Apesar disso, há quem responda negativamente à pergunta, afirmando haver restrições à incidência da prisão. Há diversas decisões nesse sentido; muitas delas, porém, não enfrentam os argumentos expostos, limitando-se a afirmar, sem maiores digressões, que a possibilidade de requerer a execução sob pena de prisão deve ser considerada em perspectiva restritiva, sendo pertinente apenas em casos de inadimplemento verificados em contextos familiares.
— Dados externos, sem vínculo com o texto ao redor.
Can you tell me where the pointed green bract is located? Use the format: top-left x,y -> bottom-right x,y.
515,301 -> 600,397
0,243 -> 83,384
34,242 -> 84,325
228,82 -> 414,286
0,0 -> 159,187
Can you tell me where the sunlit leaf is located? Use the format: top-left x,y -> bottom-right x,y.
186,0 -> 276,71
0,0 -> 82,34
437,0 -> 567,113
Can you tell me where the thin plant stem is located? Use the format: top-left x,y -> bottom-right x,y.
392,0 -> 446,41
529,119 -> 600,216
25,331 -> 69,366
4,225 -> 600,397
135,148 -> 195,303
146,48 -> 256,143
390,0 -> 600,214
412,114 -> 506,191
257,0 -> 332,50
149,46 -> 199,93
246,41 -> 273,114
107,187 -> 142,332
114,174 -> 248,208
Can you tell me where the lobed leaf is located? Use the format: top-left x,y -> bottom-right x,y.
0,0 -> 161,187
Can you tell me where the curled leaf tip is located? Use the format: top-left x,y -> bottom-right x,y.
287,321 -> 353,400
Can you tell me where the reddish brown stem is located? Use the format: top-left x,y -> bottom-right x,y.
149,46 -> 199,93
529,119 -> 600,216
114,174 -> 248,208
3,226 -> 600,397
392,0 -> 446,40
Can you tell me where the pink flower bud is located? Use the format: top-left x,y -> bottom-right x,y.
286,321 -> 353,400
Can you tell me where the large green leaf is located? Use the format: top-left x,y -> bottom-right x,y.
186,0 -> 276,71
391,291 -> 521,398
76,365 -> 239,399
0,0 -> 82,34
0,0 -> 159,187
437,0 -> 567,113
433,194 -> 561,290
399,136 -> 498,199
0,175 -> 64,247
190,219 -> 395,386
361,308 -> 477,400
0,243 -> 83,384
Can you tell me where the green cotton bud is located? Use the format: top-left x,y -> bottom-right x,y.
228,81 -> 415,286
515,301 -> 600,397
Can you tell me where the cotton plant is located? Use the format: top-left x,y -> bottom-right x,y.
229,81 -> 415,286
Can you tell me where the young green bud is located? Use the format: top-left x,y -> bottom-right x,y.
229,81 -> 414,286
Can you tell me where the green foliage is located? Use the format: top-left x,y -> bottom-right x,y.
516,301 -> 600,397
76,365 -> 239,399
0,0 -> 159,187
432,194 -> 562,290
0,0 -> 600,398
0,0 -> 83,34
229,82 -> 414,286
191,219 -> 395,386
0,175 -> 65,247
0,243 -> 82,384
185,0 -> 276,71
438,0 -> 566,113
É possível crer, porém, em mudança no cenário jurisprudencial: cada vez mais há entendimentos prestigiando a concretização de compreensões que conduzam a um “processo civil de resultados”.
O posicionamento pela impossibilidade de execução sob pena de prisão no caso de alimentos decorrentes de ato ilícito distancia o intérprete da missão protetora do processo; a tutela jurisdicional precisa funcionar bem, incidindo seus ditames de modo eficiente em prol de quem vive a árdua situação de precisar exigir alimentos em juízo.
Espera-se que a triste situação de vítimas como Jodeílde – que precisará recompor sua vida em um cenário marcado por significativas restrições – não seja piorada pela falta de efetividade da execução alimentícia que precisará promover em face do devedor que, de modo voluntário e inescusável, restar inadimplente.